Bu tartışmalarda, Emek Platformu’nun adının bu kadar sık geçmesinde; bazen toplantıyı düzenleyenlerin “topu taca atmak” için Emek Platformu’nu öne çıkardığı, bazen “solculuk gösterisi” yapmak için Emek Platformu’nun tartışmaya açıldığı, bazen de, “son umut” olarak bu platformdan söz edildiği bir gerçektir.
Hele son aylarda, Emek Platformu içinde yer alan; Türk-İş bürokrasisi başta olmak üzere, Emek Platformu’nun kendilerini fazla zorladığını düşünen çevrelerin ayak sürümeleri karşısında, yerel sendika örgütleri, işçi temsilcileri ve kitle örgütü yöneticilerinin, Emek Platformu’nun önemine daha çok dikkat çektikleri de bir gerçektir. Çünkü sorunlar büyümekte, işyerleri ve bölgesel düzeyde başa çıkılır olmaktan çıkmaktadır. Bu durumda da, yerel örgütler, bir yandan merkezi olarak “Emek Platformu”nun toplanıp gidişata el koymasını isterken, bir yandan da “yerel emek platformları” oluşturmak için bir çaba içine girmektedirler. Ama bütün bu çabalar içinde “merkezi Emek Platformu”nun sorunlara el koyması çağrıları öne çıkmaktadır.

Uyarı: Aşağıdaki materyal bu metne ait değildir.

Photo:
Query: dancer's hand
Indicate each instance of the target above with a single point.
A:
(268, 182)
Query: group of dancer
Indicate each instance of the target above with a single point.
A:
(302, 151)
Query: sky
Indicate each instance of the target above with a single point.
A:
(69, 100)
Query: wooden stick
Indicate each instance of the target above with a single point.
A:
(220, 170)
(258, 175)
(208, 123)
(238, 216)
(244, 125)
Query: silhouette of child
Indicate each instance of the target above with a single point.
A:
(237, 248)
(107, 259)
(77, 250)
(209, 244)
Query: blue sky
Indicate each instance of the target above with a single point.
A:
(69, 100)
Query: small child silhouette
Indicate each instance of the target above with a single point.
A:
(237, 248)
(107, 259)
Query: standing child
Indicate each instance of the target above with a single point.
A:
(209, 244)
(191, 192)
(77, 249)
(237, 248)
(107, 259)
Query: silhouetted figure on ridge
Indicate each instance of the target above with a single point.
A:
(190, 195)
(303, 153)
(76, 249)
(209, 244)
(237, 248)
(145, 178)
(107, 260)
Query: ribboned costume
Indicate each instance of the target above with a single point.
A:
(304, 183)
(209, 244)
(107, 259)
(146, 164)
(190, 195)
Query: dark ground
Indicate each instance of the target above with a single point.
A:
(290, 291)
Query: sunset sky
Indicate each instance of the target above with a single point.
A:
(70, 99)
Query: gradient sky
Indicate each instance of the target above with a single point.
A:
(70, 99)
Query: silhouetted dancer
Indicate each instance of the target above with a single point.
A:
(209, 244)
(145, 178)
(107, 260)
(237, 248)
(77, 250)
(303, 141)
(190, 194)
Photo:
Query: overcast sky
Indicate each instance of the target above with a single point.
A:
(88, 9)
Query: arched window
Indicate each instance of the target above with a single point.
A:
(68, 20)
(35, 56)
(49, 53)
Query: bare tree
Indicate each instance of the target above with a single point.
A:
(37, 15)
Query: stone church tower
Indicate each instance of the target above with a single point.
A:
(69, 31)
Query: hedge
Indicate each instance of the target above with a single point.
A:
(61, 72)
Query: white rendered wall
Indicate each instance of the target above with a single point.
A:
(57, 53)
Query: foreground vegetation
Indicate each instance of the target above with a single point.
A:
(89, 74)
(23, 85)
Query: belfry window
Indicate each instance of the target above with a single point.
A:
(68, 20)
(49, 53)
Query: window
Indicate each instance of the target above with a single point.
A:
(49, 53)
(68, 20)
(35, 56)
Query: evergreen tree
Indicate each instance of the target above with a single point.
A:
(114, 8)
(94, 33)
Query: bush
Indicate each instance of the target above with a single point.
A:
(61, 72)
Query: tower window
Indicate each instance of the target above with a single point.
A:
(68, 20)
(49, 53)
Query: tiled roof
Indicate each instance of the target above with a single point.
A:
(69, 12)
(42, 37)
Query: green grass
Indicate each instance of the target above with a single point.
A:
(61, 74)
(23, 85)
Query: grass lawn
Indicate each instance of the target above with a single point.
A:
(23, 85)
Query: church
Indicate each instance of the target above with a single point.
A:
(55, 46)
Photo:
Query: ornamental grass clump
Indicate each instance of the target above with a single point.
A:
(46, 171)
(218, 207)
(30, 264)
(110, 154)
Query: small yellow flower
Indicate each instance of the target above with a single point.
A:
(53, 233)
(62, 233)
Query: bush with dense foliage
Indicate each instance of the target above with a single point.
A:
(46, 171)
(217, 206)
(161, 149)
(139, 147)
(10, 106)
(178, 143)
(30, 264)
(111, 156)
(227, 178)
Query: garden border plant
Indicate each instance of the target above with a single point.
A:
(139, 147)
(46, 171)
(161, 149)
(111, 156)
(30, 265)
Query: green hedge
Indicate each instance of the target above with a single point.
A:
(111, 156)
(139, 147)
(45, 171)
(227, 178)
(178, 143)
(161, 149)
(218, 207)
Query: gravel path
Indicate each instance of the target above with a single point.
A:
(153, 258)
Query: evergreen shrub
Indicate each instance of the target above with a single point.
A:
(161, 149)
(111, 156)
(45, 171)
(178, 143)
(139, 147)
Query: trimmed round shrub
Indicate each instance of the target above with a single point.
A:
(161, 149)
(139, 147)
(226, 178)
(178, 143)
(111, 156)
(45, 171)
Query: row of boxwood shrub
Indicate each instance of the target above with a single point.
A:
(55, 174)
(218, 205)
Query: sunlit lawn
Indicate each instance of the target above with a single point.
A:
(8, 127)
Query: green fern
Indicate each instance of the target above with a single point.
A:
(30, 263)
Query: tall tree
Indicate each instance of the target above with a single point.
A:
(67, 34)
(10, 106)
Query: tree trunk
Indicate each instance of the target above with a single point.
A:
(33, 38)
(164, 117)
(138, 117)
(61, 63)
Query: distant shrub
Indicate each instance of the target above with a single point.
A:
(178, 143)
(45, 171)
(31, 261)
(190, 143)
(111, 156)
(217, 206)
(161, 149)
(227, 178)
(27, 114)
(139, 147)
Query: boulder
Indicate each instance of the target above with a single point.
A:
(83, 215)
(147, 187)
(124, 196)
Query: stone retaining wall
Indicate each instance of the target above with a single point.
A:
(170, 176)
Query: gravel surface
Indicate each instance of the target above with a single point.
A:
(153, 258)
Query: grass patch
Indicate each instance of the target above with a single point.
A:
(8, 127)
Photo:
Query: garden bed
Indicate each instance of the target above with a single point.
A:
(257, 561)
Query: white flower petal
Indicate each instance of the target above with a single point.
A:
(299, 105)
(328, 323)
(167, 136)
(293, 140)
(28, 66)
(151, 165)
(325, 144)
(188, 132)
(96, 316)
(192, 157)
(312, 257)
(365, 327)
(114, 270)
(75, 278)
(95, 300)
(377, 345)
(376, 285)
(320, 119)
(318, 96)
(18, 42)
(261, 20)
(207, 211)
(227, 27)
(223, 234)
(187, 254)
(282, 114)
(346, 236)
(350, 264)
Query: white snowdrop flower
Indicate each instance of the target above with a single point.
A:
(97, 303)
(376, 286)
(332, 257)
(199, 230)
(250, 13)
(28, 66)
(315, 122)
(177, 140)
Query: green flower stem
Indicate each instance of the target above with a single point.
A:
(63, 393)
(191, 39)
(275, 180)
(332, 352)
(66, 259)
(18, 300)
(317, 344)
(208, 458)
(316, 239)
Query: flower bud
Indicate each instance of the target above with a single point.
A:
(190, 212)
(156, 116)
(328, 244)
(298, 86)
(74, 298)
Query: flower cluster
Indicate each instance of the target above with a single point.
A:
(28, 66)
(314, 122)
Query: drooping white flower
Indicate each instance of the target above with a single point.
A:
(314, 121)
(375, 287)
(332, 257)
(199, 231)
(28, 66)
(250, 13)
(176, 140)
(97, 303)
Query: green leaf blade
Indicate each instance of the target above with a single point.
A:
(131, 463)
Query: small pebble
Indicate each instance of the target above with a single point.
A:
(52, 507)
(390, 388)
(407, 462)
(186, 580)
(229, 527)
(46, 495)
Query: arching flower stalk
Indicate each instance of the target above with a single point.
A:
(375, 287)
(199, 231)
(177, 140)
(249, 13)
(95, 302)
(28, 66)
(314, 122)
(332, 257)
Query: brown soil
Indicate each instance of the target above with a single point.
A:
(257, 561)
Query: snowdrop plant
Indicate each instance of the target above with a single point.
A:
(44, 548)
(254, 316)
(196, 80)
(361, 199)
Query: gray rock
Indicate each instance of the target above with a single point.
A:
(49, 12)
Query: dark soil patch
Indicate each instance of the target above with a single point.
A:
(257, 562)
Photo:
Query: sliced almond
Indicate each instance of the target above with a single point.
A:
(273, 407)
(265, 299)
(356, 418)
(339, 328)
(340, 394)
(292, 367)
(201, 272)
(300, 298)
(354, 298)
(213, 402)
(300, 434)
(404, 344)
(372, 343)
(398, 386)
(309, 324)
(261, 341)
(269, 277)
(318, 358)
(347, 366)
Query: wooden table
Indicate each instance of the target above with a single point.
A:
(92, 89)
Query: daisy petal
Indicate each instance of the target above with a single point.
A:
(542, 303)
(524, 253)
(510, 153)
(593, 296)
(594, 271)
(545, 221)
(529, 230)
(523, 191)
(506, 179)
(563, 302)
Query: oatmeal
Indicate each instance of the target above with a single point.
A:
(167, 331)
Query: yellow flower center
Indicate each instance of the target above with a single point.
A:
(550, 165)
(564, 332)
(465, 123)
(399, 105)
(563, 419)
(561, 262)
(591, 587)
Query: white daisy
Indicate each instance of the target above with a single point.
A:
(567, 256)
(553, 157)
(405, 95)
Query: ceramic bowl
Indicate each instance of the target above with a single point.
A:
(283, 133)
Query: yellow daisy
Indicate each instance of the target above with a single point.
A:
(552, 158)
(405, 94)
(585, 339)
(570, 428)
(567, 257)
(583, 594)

Tartışmanın boyutları ile Emek Platformu’nun bugün içinde bulunduğu “atalet” ve “rehavet” karşılaştırıldığında, büyük bir çelişki olduğu görülmektedir.

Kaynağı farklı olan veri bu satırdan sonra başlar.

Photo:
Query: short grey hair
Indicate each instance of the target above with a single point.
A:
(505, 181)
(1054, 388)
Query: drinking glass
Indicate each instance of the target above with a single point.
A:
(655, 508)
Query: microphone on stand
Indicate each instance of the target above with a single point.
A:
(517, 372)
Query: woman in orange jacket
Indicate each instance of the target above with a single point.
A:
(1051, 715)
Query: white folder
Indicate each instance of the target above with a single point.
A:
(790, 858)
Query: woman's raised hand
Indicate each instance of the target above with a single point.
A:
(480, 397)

Şöyle ki, işyerinde, dünyada ne olup bittiğine çok bakmadan çalışan işçiye göre Emek Platformu, işçinin karşılaştığı bütün sorunları gündeme alarak çözmelidir. Zaten bunca sorun, Emek Platformu’ndan daha “aşağı” bir örgüt biçimiyle de çözülmez. Ama öte yandan; Emek Platformu’nu oluşturan sendika ve çeşitli örgütlerin yöneticilerinin politik görüşleri ve sınıflar mücadelesi içindeki tutumlarına bakan birisi; “Bunlar mı bunca sorunu çözecek? Bunlar çözseydi zaten sorunlar bu kadar büyümezdi. Zaten, bir toplantı yapmak için bile neredeyse silah zoruyla bir araya gelen, kapıdan çıkanın masaya yatırılıp mahkûm edildiği bir platform bu. Bundan bir şey çıkmaz” diyebilir.

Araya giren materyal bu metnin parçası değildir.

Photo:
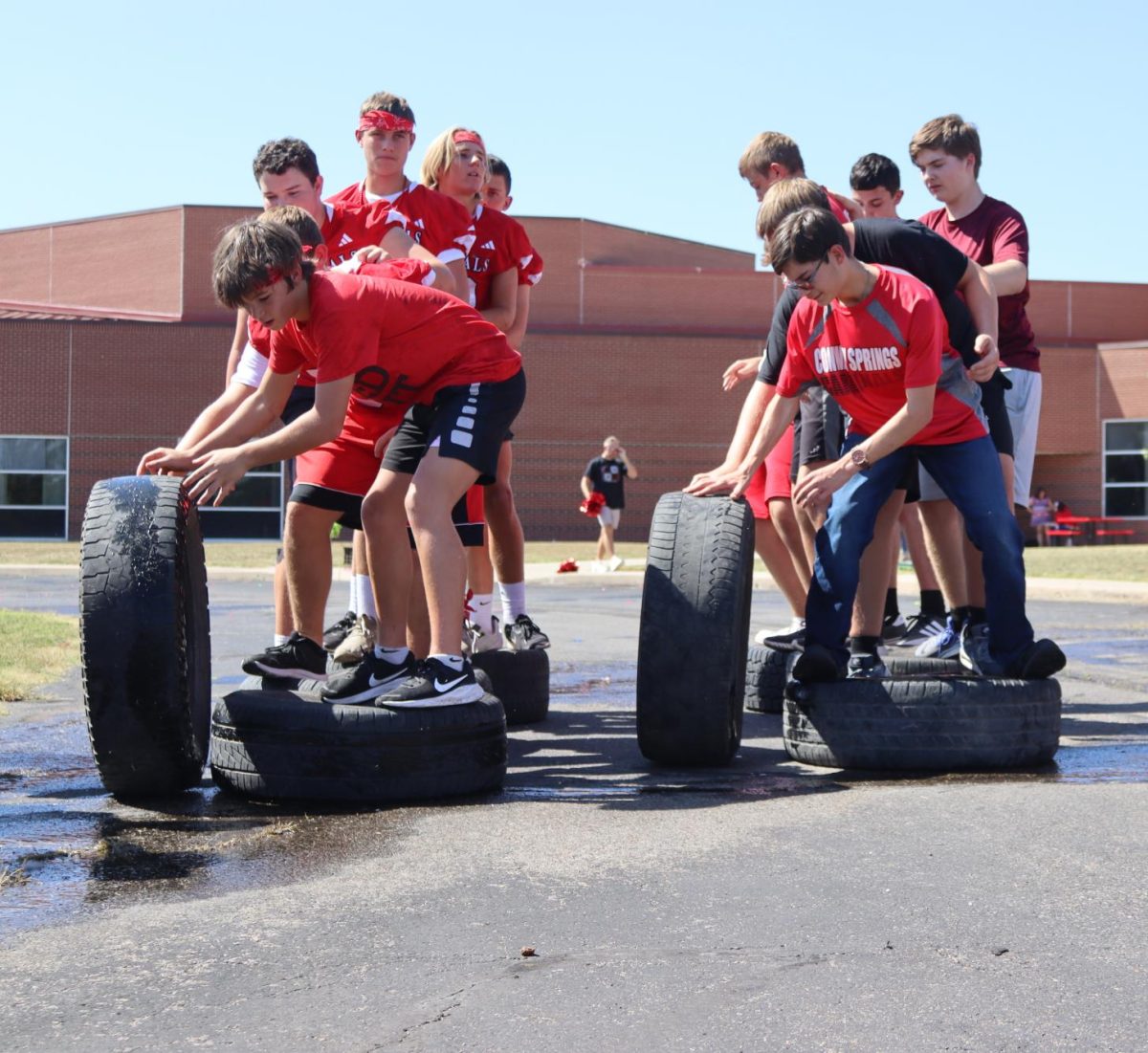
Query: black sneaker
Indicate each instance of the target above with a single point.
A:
(433, 684)
(918, 628)
(522, 634)
(1040, 661)
(371, 678)
(867, 668)
(816, 666)
(298, 657)
(785, 640)
(334, 634)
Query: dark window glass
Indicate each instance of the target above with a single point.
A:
(33, 489)
(218, 524)
(1126, 468)
(33, 453)
(1126, 435)
(1126, 500)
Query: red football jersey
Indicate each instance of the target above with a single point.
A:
(493, 253)
(349, 229)
(529, 262)
(402, 342)
(866, 356)
(437, 223)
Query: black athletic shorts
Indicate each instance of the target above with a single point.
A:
(469, 422)
(992, 403)
(819, 430)
(349, 505)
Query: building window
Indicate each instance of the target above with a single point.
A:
(252, 511)
(33, 487)
(1126, 470)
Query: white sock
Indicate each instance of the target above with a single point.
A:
(483, 613)
(364, 596)
(514, 600)
(394, 655)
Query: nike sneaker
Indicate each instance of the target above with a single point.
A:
(371, 678)
(298, 659)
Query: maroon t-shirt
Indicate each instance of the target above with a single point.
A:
(994, 231)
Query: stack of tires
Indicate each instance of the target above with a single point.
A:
(147, 685)
(695, 669)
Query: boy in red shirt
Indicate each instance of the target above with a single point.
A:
(377, 346)
(876, 339)
(456, 165)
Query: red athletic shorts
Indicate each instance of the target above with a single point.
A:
(772, 479)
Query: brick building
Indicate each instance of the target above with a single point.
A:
(110, 342)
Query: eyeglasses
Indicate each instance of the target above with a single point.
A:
(807, 281)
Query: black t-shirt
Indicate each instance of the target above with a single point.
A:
(606, 475)
(902, 243)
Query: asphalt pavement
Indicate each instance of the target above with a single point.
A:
(766, 905)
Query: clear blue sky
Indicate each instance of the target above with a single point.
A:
(629, 114)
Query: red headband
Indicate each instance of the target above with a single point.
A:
(466, 136)
(385, 121)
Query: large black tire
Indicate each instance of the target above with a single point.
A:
(521, 682)
(695, 630)
(273, 744)
(923, 725)
(144, 636)
(766, 673)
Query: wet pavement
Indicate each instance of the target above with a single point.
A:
(586, 826)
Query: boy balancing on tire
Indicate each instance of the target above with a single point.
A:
(876, 340)
(377, 346)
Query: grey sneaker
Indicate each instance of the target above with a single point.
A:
(475, 642)
(894, 627)
(867, 668)
(522, 634)
(918, 628)
(371, 678)
(357, 644)
(970, 643)
(945, 645)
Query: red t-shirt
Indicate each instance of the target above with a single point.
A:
(402, 342)
(349, 229)
(492, 253)
(865, 356)
(437, 223)
(416, 271)
(994, 231)
(529, 262)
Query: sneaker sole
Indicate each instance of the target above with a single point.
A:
(460, 695)
(257, 669)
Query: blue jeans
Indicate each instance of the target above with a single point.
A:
(970, 475)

Ancak, bütün diğer örgütler gibi, Emek Platformu da kendisini var eden koşulların olduğu kadar onu oluşturan güçlerin “zaaflarını” ve “olanaklarını” taşımaktadır ve sınıf mücadelesinin ihtiyaçlarına yanıt veren bir hatta çekilebildiği ölçüde de var olacaktır. Ne var ki; bu zaaf ve olanakları anlamak, zaafları aşmak, olanakları gerçeğe dönüştürmek için Emek Platformu’nun kuruluşu ve o günden bugüne gelen sürecini değerlendirmek gerekir.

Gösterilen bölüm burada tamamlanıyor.